For Jenny Baker running was a way to keep fit and a source of friendship. Her running had reached a peak and had been going really well. So well in fact that she had planned a year of running events to celebrate a significant birthday. Suddenly her life was turned upside down with the bombshell of being diagnosed with breast cancer.
Run for Your Life is the story of a woman’s journey through breast cancer diagnosis, treatment and recovery but it is also a story of a love affair with running.
Running is the constant throughout Jenny’s treatment. It is something that is hers, that she has an element of control over when everything else seems beyond her control.
Running provides comfort when she is feeling isolated as her world falls apart when everyone else is carrying on the same. “My world was dramatically changing while everyone else was carrying on as normal. I felt like and exhibit, with people watching me to see how I was coping.

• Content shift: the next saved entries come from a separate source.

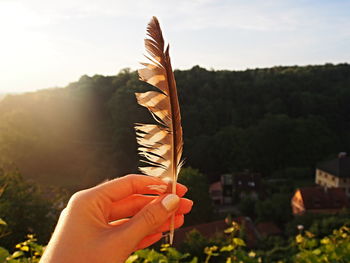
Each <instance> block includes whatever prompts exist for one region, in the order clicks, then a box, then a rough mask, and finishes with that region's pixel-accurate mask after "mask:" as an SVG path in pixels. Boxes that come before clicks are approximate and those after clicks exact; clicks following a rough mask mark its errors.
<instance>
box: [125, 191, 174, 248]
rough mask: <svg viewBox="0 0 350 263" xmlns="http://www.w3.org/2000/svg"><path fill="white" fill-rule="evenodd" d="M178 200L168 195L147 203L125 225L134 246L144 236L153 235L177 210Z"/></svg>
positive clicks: (171, 195)
mask: <svg viewBox="0 0 350 263" xmlns="http://www.w3.org/2000/svg"><path fill="white" fill-rule="evenodd" d="M179 202H180V198H179V197H178V196H177V195H176V194H168V195H166V196H163V197H160V198H158V199H157V200H155V201H154V202H151V203H149V204H148V205H147V206H145V207H144V208H143V209H142V210H141V211H140V212H139V213H137V214H136V215H135V216H134V217H133V218H131V219H130V220H129V221H128V222H127V223H126V225H125V227H126V230H127V233H128V236H129V237H132V238H131V239H130V240H133V241H135V246H136V245H137V244H138V243H139V242H140V241H141V240H143V239H144V238H145V237H146V236H148V235H150V234H153V233H154V232H155V231H156V230H157V229H158V228H159V227H160V226H162V225H163V224H164V223H165V222H166V221H167V219H168V218H169V217H170V216H171V215H172V214H173V212H175V210H176V209H177V208H178V206H179Z"/></svg>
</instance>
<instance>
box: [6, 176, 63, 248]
mask: <svg viewBox="0 0 350 263" xmlns="http://www.w3.org/2000/svg"><path fill="white" fill-rule="evenodd" d="M0 185H6V188H5V190H4V192H3V194H2V196H1V198H0V213H1V214H0V216H1V218H2V219H3V220H4V221H5V222H6V223H7V225H6V228H4V229H2V228H1V227H2V226H0V230H1V229H2V230H1V231H2V238H1V244H2V246H4V247H6V248H8V249H12V248H13V247H14V245H15V244H16V243H18V242H19V241H20V240H22V239H23V237H25V236H26V234H27V233H36V234H37V235H38V237H39V238H40V242H43V243H44V242H47V241H48V239H49V237H50V235H51V233H52V231H53V227H54V224H55V223H56V220H57V215H58V209H57V208H56V206H55V203H54V202H53V199H54V198H53V197H51V198H47V197H43V195H42V192H41V190H40V188H39V187H38V186H37V185H36V184H34V183H31V182H27V181H25V180H23V178H22V176H21V175H20V174H19V173H18V172H4V171H2V170H0ZM50 194H54V192H51V193H50Z"/></svg>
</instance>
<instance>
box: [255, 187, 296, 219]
mask: <svg viewBox="0 0 350 263" xmlns="http://www.w3.org/2000/svg"><path fill="white" fill-rule="evenodd" d="M291 196H292V195H291V194H288V193H287V194H283V193H277V194H273V195H272V196H270V197H269V198H267V199H265V200H263V201H258V202H256V205H255V211H256V214H257V221H272V222H274V223H276V224H277V225H279V226H284V224H285V223H286V222H288V221H289V220H290V219H291V218H292V211H291V207H290V200H291Z"/></svg>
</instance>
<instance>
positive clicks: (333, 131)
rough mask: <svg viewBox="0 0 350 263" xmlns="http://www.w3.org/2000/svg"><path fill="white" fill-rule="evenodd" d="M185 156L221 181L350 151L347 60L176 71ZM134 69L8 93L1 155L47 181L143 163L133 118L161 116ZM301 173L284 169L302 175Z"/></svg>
mask: <svg viewBox="0 0 350 263" xmlns="http://www.w3.org/2000/svg"><path fill="white" fill-rule="evenodd" d="M175 75H176V80H177V85H178V92H179V100H180V104H181V113H182V120H183V129H184V140H185V147H184V150H185V152H184V156H185V157H186V165H188V166H192V167H196V168H198V169H199V170H200V171H201V172H204V173H205V174H207V175H208V176H209V181H210V182H211V181H214V180H215V179H217V176H218V175H220V174H222V173H226V172H232V171H242V170H243V169H246V168H248V169H250V170H256V171H259V172H262V173H263V174H264V175H267V176H269V175H271V174H272V173H273V172H275V171H285V170H286V169H288V168H289V167H302V168H306V169H307V168H310V167H314V165H315V163H316V162H318V161H322V160H324V159H328V158H330V157H332V156H335V154H336V153H337V152H339V151H348V152H350V135H349V133H348V132H347V131H348V130H350V122H349V119H348V116H349V114H350V107H349V103H348V101H349V100H350V92H349V88H348V87H349V85H350V79H349V77H348V76H349V75H350V66H349V65H348V64H339V65H330V64H327V65H323V66H307V67H274V68H269V69H255V70H246V71H240V72H235V71H208V70H205V69H203V68H200V67H199V66H196V67H193V68H192V69H190V70H185V71H179V70H177V71H176V72H175ZM145 87H146V84H144V83H142V82H140V81H139V80H138V77H137V74H136V72H131V71H130V70H128V69H126V70H123V71H121V72H120V73H119V74H118V75H116V76H107V77H105V76H100V75H96V76H92V77H89V76H83V77H81V78H80V80H79V81H77V82H75V83H72V84H70V85H68V87H66V88H62V89H59V88H57V89H48V90H42V91H38V92H33V93H28V94H22V95H11V96H7V97H6V98H4V99H3V100H1V102H0V162H6V163H14V164H15V165H16V166H17V167H18V168H19V169H20V170H21V171H23V172H24V174H25V175H26V176H28V177H31V178H35V179H36V180H38V181H40V182H44V183H52V184H56V185H61V186H67V187H70V188H74V189H73V190H77V188H80V189H81V188H83V187H87V186H91V185H93V184H95V183H97V182H99V181H101V180H102V177H103V178H106V177H115V176H120V175H124V174H125V173H132V172H137V169H136V167H137V166H138V157H137V155H136V152H137V149H136V147H137V146H136V141H135V135H134V130H133V124H134V122H146V123H147V122H153V120H151V118H150V116H149V114H148V113H147V112H146V110H145V109H143V108H142V107H140V106H138V105H137V104H136V101H135V96H134V94H133V93H134V92H135V91H142V90H144V89H145ZM302 173H303V172H302V171H296V174H295V175H293V174H291V173H287V172H286V173H284V175H283V173H282V176H285V177H286V178H287V177H288V178H289V176H290V175H292V176H293V178H295V177H299V176H300V177H301V174H302Z"/></svg>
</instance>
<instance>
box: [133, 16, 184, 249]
mask: <svg viewBox="0 0 350 263" xmlns="http://www.w3.org/2000/svg"><path fill="white" fill-rule="evenodd" d="M147 36H148V38H146V39H145V47H146V51H147V52H148V54H149V56H146V57H147V58H148V60H149V63H141V64H142V65H143V66H144V67H145V68H143V69H140V70H139V71H138V73H139V77H140V79H141V80H142V81H145V82H147V83H148V84H151V85H152V86H154V87H156V88H157V89H158V90H159V92H158V91H148V92H145V93H135V95H136V99H137V102H138V103H139V104H140V105H141V106H144V107H146V108H147V109H148V110H149V112H150V113H151V114H152V116H153V118H154V119H155V120H156V121H157V122H158V124H157V125H155V124H136V126H135V130H136V135H137V142H138V144H139V146H140V147H139V148H138V150H139V154H140V155H141V156H142V157H143V158H144V159H145V160H142V162H144V163H147V164H149V165H150V166H146V167H140V168H139V169H140V171H141V172H142V173H144V174H146V175H150V176H155V177H159V178H161V179H163V180H164V181H167V182H169V183H170V184H171V192H172V193H176V181H177V177H178V174H179V172H180V169H181V166H182V160H181V156H182V149H183V140H182V126H181V115H180V107H179V101H178V97H177V90H176V83H175V78H174V73H173V70H172V67H171V63H170V57H169V45H168V46H167V48H166V49H164V39H163V35H162V31H161V29H160V26H159V22H158V20H157V18H156V17H153V18H152V20H151V21H150V23H149V24H148V27H147ZM173 237H174V216H172V219H171V226H170V243H171V244H172V242H173Z"/></svg>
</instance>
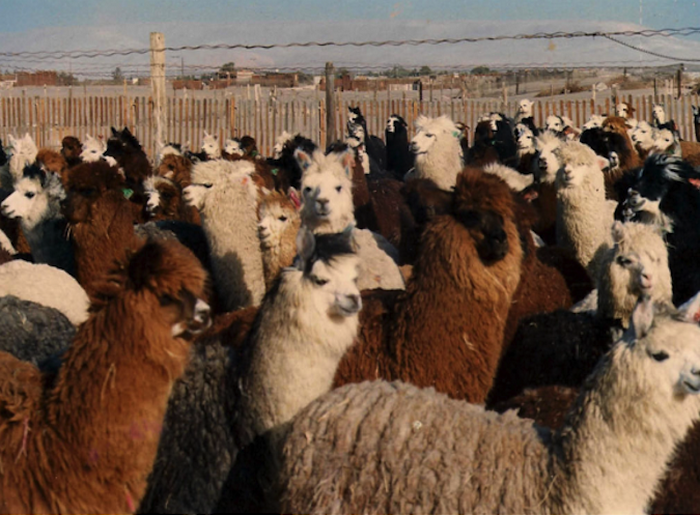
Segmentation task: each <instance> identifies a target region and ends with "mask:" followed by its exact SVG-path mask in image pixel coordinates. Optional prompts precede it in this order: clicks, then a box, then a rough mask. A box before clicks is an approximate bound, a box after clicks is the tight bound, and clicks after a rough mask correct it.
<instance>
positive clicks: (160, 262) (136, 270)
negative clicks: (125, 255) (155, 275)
mask: <svg viewBox="0 0 700 515" xmlns="http://www.w3.org/2000/svg"><path fill="white" fill-rule="evenodd" d="M162 259H163V247H162V245H159V244H158V243H156V242H154V241H150V240H149V241H148V242H146V244H145V245H144V246H143V247H141V249H140V250H139V251H138V252H136V253H135V254H134V255H133V256H132V258H131V260H129V267H128V277H129V282H130V283H131V286H132V288H133V289H134V290H135V291H139V290H142V289H143V288H145V287H146V286H148V284H149V283H150V279H151V277H152V276H154V275H155V274H156V273H157V272H158V269H159V268H160V265H161V261H162Z"/></svg>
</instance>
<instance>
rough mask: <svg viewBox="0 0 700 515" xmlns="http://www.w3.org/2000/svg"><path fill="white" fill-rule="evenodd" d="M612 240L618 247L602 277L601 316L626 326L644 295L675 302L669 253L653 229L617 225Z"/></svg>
mask: <svg viewBox="0 0 700 515" xmlns="http://www.w3.org/2000/svg"><path fill="white" fill-rule="evenodd" d="M612 238H613V243H614V245H613V247H612V248H610V249H609V250H607V251H606V253H605V256H603V258H602V265H601V268H600V272H599V276H598V284H597V287H598V292H599V293H598V314H599V315H601V316H604V317H607V318H616V319H620V320H622V322H623V324H626V323H627V322H628V320H629V317H630V315H631V314H632V311H633V309H634V306H635V305H636V302H637V299H638V298H639V297H640V296H641V295H647V296H649V297H650V298H651V299H652V300H653V301H658V302H671V297H672V290H671V272H670V270H669V268H668V250H667V249H666V243H665V242H664V240H663V237H662V235H661V233H660V231H659V230H658V229H657V228H656V227H654V226H651V225H646V224H639V223H624V224H623V223H622V222H619V221H616V222H615V223H614V224H613V227H612Z"/></svg>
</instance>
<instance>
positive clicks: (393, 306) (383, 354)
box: [335, 168, 523, 403]
mask: <svg viewBox="0 0 700 515" xmlns="http://www.w3.org/2000/svg"><path fill="white" fill-rule="evenodd" d="M444 193H445V194H446V195H449V198H448V202H449V204H448V205H447V206H445V207H444V208H445V210H446V214H444V215H438V216H435V217H434V218H433V219H432V220H430V221H428V222H427V223H426V224H425V227H424V229H423V233H422V236H421V242H420V243H421V245H420V249H419V251H418V256H417V258H416V261H415V264H414V267H413V274H412V276H411V278H410V280H409V281H408V284H407V286H406V291H405V292H392V294H391V295H390V296H384V298H382V295H381V294H382V293H383V292H380V295H378V296H377V297H375V298H374V299H368V302H367V307H366V308H365V311H364V312H363V314H361V324H362V325H361V329H360V336H359V338H358V342H357V344H356V345H355V346H354V347H353V348H351V349H350V351H348V353H347V354H346V356H345V357H344V358H343V361H342V362H341V364H340V366H339V367H338V373H337V374H336V380H335V384H336V386H339V385H342V384H346V383H349V382H360V381H364V380H368V379H376V378H378V377H382V378H385V379H400V380H403V381H408V382H411V383H413V384H416V385H418V386H434V387H435V388H436V389H437V390H438V391H441V392H444V393H447V394H448V395H450V396H451V397H453V398H457V399H467V400H469V401H470V402H476V403H480V402H483V401H484V399H485V398H486V394H487V392H488V390H489V389H490V387H491V383H492V381H493V376H494V374H495V371H496V366H497V364H498V359H499V357H500V354H501V348H502V346H503V337H504V328H505V323H506V315H507V313H508V309H509V307H510V304H511V301H512V298H513V294H514V293H515V290H516V289H517V287H518V284H519V281H520V273H521V263H522V261H523V251H522V247H521V245H520V235H519V233H518V228H517V225H516V214H515V206H514V203H515V200H514V197H513V195H512V194H511V192H510V191H509V189H508V187H507V186H506V184H505V183H504V182H503V181H501V180H500V179H498V178H497V177H493V176H491V175H488V174H484V173H483V172H482V171H481V170H478V169H473V168H467V169H465V171H464V172H462V173H461V174H460V175H459V177H458V181H457V186H456V189H455V192H454V194H451V195H450V194H448V193H447V192H444ZM437 341H439V342H440V345H435V342H437Z"/></svg>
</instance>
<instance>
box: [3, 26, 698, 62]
mask: <svg viewBox="0 0 700 515" xmlns="http://www.w3.org/2000/svg"><path fill="white" fill-rule="evenodd" d="M694 34H700V27H686V28H682V29H645V30H625V31H612V32H604V31H592V32H586V31H576V32H562V31H559V32H537V33H534V34H516V35H501V36H483V37H464V38H443V39H407V40H387V41H344V42H337V41H324V42H319V41H307V42H304V43H274V44H244V43H235V44H227V43H220V44H214V45H185V46H179V47H166V48H165V49H164V51H167V52H182V51H194V50H236V49H242V50H272V49H275V48H309V47H321V48H325V47H367V46H370V47H400V46H419V45H443V44H450V45H454V44H459V43H479V42H484V41H509V40H516V41H517V40H537V39H574V38H596V37H604V38H609V39H610V38H612V37H626V36H642V37H647V38H651V37H672V36H690V35H694ZM616 42H619V41H616ZM150 51H151V50H150V49H149V48H138V49H135V48H132V49H110V50H38V51H23V52H0V57H34V58H37V59H44V58H46V59H48V58H54V59H55V58H61V59H63V58H71V59H77V58H88V59H90V58H95V57H112V56H125V55H134V54H141V55H143V54H148V53H149V52H150ZM673 59H675V60H681V61H684V60H685V61H690V59H682V58H673Z"/></svg>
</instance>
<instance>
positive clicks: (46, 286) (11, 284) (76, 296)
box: [0, 259, 90, 326]
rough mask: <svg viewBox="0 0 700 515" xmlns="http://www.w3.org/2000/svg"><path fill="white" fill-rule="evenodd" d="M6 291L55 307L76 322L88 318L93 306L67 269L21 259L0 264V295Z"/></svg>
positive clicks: (31, 300) (67, 316)
mask: <svg viewBox="0 0 700 515" xmlns="http://www.w3.org/2000/svg"><path fill="white" fill-rule="evenodd" d="M3 295H14V296H15V297H18V298H20V299H23V300H29V301H32V302H36V303H37V304H41V305H42V306H47V307H51V308H55V309H57V310H58V311H60V312H61V313H63V314H64V315H65V316H66V317H67V318H68V320H70V321H71V323H73V324H74V325H76V326H78V325H80V324H82V323H83V322H84V321H85V320H87V317H88V308H89V307H90V299H89V298H88V296H87V294H86V293H85V290H84V289H83V288H82V287H81V286H80V285H79V284H78V282H77V281H76V280H75V279H74V278H73V277H71V276H70V275H68V274H67V273H66V272H65V271H63V270H61V269H59V268H56V267H53V266H49V265H44V264H36V263H28V262H27V261H24V260H21V259H17V260H14V261H10V262H9V263H5V264H4V265H0V296H3Z"/></svg>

I felt fragile, diminished, and isolated. My very identity was being challenged; if I was not the fit, busy, efficient one, then who was I?”
Run for your life discusses the cruel disconnect of feeling at the peak of your fitness and health and then discovering that you have a serious and life threatening disease. Jenny felt betrayed by the body she had grown to love and that had achieved so much over the years from distance running to pregnancy and childbirth.
Jenny’s first question of her Oncologist was “Will I still I be able to run”? After feeling like she was losing so much of her life already she couldn’t stand the thought of losing running too. Thankfully her Oncologist was also a marathon runner, he understood her need to run and confirmed she would be able to continue through treatment if she was sensible.
Jenny’s distance running background gave her good grounding for beginning to tackle her breast cancer. The 18-week plan for her chemotherapy seemed strangely familiar, very like a marathon training plan. This was something she knew. Follow the plan, break it down and just focus on the next step in front of you.
Run for your life is an emotional and inspiring read. You will wonder at Jenny’s strength and be moved by how deeply she is cared for by her friends and family, especially when they join her on her “Chemo runs”. Most of all through this book will leave you with a sense of hope.
Jenny uses a quote in the book that speaks to her from Lemn Sissay – poet, writer and playwright “I am not defined by my scars, but by the incredible ability to heal. You have to live in the present, not the past or in the future”. This book is definitely testament to her ability to do this.